So, dear friends and family, I know that I promised you I would not start a blog, due to the rather unfortunate horrible dullness of the last one I attempted to write, but I am already having adventures and couldn't imagine not sharing them with you. As I am horrible with phones and only slightly better with e-mail, and won't be able to obsessively text as I will, indeed, be in another country, this seemed like the best choice. Better than a massive e-mail thread and repeating stories 33 times, anywho.
So, I'm off to Israel tomorrow evening! This evening was filled with goodbye/talk to you soon conversations with good friends. Then, of course, came the requisite Elisa-packing-crisis. It started benignly with "M., what shoes do I bring?" and escalated into a full on debate with my family about the books I was bringing. My sister and I scoured the house looking for choices, then I covered a table, loudly interrupting my mother's quiet dessert time, and began moving the books around frantically, trying to decide between what would fit, what I would want to read in the next 4 1/2 months and what I want to read now/am reading.
An hour and a half later, I am sitting back at home. With a Nook on my lap. Indeed. I just bought a Nook. WHAT?
Haha, so there begins my adventures, with a rather expensive purchase, the decision made 15 minutes before Barnes and Noble closed, with my sister and I attempting not to freak out. She chose the case for me (forced) and we walked out with big grins. I shook her hand, "Sorry, my hands are kind of sweaty," she said. "Adrenaline rush!" I clicked my heels in the parking lot and then shouted "What the fuck did I just do?" Luckily, I will no longer be lugging 8 books with me around the world.

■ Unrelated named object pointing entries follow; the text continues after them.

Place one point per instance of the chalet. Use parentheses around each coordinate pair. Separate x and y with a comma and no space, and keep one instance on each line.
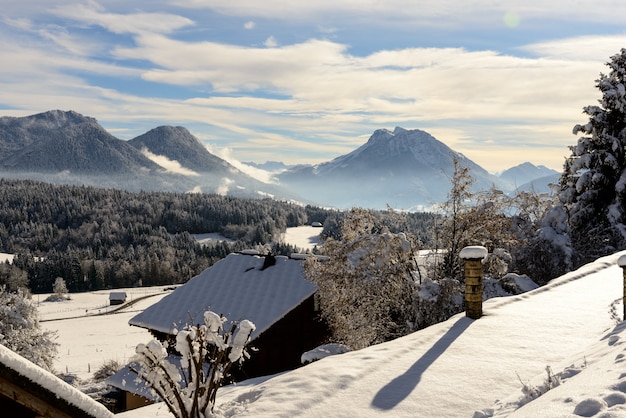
(27,390)
(117,298)
(272,292)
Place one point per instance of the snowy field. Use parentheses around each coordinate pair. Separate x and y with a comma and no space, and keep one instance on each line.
(305,237)
(468,368)
(88,340)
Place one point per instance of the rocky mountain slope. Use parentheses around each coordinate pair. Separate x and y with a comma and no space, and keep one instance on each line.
(407,169)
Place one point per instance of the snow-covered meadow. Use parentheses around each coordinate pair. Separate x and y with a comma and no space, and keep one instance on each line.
(493,366)
(88,335)
(468,368)
(89,339)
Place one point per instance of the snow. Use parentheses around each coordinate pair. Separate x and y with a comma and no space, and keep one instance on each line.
(211,238)
(464,367)
(473,252)
(323,351)
(4,257)
(236,287)
(52,383)
(88,340)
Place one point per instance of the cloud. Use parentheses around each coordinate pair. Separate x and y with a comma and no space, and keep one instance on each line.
(171,166)
(589,48)
(94,14)
(226,153)
(309,99)
(224,186)
(452,13)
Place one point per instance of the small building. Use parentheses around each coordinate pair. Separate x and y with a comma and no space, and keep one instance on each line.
(27,390)
(117,298)
(272,292)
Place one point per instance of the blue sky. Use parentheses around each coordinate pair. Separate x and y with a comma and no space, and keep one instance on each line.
(502,83)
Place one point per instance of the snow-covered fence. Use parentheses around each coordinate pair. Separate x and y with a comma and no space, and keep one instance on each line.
(622,263)
(472,257)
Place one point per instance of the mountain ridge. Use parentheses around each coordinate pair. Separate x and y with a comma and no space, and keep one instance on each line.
(405,168)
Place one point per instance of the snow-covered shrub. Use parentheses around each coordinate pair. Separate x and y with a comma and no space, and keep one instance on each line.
(437,301)
(189,386)
(323,351)
(366,289)
(20,330)
(496,264)
(107,369)
(592,184)
(532,392)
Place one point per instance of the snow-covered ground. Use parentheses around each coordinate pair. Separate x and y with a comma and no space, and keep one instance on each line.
(468,368)
(4,257)
(88,340)
(210,238)
(305,237)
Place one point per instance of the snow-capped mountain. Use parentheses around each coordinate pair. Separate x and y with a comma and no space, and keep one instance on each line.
(406,169)
(57,141)
(67,147)
(526,173)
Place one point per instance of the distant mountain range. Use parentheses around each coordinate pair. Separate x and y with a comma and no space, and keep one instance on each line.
(407,169)
(67,147)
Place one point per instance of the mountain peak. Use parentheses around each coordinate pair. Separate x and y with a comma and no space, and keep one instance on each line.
(60,118)
(398,130)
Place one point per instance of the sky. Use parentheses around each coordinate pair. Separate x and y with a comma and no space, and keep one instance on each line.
(304,82)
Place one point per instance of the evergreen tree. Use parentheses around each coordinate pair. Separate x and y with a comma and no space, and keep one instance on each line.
(593,184)
(20,330)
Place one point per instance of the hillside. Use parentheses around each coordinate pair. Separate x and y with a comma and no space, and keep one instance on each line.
(464,368)
(65,147)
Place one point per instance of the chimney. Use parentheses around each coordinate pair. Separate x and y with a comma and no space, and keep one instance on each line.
(473,266)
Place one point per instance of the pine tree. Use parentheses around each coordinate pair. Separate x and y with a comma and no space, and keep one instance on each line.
(593,184)
(188,386)
(20,330)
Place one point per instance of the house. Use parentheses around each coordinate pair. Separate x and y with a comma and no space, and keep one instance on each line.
(27,390)
(117,298)
(272,292)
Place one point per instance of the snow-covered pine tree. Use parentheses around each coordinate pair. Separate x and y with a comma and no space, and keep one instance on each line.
(207,352)
(593,184)
(20,330)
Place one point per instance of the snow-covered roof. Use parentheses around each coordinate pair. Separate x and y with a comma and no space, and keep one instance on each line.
(236,287)
(46,387)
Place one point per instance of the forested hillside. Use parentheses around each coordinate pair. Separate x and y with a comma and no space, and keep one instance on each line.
(100,238)
(97,238)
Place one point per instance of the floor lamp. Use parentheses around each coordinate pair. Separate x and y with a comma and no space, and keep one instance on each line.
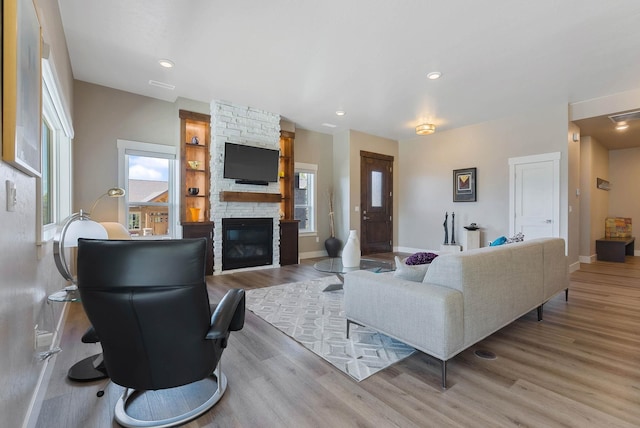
(80,225)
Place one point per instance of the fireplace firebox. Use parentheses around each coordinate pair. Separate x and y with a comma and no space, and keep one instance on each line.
(246,242)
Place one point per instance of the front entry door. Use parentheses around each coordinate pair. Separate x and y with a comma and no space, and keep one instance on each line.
(376,184)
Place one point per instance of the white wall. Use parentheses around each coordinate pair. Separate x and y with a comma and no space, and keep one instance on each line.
(594,203)
(426,167)
(624,197)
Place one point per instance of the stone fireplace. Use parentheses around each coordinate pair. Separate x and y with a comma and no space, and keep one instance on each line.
(241,125)
(247,242)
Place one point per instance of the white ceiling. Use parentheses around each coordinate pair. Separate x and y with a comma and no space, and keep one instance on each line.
(307,59)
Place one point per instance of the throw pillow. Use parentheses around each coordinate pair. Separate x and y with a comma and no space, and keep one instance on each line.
(420,258)
(410,272)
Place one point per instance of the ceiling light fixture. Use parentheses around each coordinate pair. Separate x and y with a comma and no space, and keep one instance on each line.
(425,129)
(162,85)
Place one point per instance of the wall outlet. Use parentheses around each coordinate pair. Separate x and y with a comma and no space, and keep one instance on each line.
(11,196)
(42,338)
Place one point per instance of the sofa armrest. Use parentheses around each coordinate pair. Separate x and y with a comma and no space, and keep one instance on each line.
(426,316)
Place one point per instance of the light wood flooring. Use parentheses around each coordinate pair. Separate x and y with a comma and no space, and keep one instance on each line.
(579,367)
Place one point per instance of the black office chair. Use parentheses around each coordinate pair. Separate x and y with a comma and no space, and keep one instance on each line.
(148,304)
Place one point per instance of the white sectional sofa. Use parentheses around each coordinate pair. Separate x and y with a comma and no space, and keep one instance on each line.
(463,298)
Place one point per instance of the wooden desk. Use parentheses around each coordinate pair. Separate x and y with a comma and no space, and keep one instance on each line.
(614,249)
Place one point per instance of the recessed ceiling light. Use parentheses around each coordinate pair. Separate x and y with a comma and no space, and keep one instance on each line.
(162,85)
(425,129)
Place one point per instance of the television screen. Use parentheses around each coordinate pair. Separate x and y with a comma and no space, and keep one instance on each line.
(250,165)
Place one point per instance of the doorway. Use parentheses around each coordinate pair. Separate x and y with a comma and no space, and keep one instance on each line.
(376,202)
(534,195)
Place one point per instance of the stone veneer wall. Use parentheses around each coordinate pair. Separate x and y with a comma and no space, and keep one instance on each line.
(241,125)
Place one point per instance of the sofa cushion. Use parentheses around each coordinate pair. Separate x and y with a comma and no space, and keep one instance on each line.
(410,272)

So tomorrow at 4 PM I leave for the airport with full family in tow. I get on the plane around 8, get into London the next morning. Spend 10 hours there doing goodness knows what, get back on a plane and will find myself, exhausted, frazzled and probably kind of gross, in Israel at 5:30 in the morning. Quick time change explanation: I am 9 hours ahead of anybody in CO, 7 hours ahead of all you East Coasters. Then I'll have to figure out how to board and explain (without really knowing myself) how to get to Hebrew University's campus. I will register, get my room assignment, settle down and...What the future brings, nobody knows!

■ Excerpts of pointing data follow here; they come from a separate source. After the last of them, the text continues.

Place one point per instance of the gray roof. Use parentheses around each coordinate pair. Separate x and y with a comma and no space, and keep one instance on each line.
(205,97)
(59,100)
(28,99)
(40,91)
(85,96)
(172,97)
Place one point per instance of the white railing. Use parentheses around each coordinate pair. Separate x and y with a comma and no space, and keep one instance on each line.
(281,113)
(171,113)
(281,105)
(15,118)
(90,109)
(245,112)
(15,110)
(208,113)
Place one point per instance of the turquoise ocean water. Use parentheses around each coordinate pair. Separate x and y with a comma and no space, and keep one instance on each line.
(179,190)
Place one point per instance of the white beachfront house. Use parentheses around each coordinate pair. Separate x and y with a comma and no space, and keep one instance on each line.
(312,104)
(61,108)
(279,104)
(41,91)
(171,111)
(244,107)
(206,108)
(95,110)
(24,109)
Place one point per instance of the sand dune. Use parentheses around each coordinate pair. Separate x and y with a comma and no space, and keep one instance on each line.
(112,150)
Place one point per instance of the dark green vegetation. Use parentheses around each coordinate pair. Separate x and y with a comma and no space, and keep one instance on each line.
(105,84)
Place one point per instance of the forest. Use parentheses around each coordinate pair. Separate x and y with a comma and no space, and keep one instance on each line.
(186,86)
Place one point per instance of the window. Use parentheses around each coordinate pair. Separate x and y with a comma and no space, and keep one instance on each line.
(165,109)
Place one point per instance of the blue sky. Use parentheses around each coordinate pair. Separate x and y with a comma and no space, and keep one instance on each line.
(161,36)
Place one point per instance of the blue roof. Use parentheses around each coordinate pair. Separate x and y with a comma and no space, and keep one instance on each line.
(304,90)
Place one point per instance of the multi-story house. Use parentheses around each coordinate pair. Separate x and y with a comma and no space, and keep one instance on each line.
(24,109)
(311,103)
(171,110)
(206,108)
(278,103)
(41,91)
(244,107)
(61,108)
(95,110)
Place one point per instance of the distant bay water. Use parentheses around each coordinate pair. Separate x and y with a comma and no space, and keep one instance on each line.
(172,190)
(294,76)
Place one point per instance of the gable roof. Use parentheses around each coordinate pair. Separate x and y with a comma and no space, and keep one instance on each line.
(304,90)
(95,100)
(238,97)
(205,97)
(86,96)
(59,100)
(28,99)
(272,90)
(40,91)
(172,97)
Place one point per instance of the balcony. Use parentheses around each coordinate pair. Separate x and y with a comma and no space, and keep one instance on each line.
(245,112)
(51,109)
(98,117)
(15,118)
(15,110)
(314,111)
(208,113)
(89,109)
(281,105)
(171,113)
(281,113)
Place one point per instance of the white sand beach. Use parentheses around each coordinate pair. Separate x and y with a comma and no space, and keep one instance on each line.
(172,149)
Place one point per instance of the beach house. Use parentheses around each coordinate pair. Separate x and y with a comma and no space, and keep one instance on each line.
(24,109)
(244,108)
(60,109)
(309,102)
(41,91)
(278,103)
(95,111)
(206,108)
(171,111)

My program works like this: I take 2 religion-focused classes at Rothberg International School, which is part of Hebrew University in Jerusalem. I will also take Hebrew. Everyday, I will board a bus for half an hour to head across town to the Jerusalem Academy of Music and Dance, where I will be taking 2 dance classes of my choice. I speak basically no Hebrew (although I can ask for a beer, no, beer, not wine, please. Thank you very much), have very little idea what I'm getting myself into and have never been away from home this long. I am simultaneously ecstatic and vaguely nauseous. Adventure, hi-ho!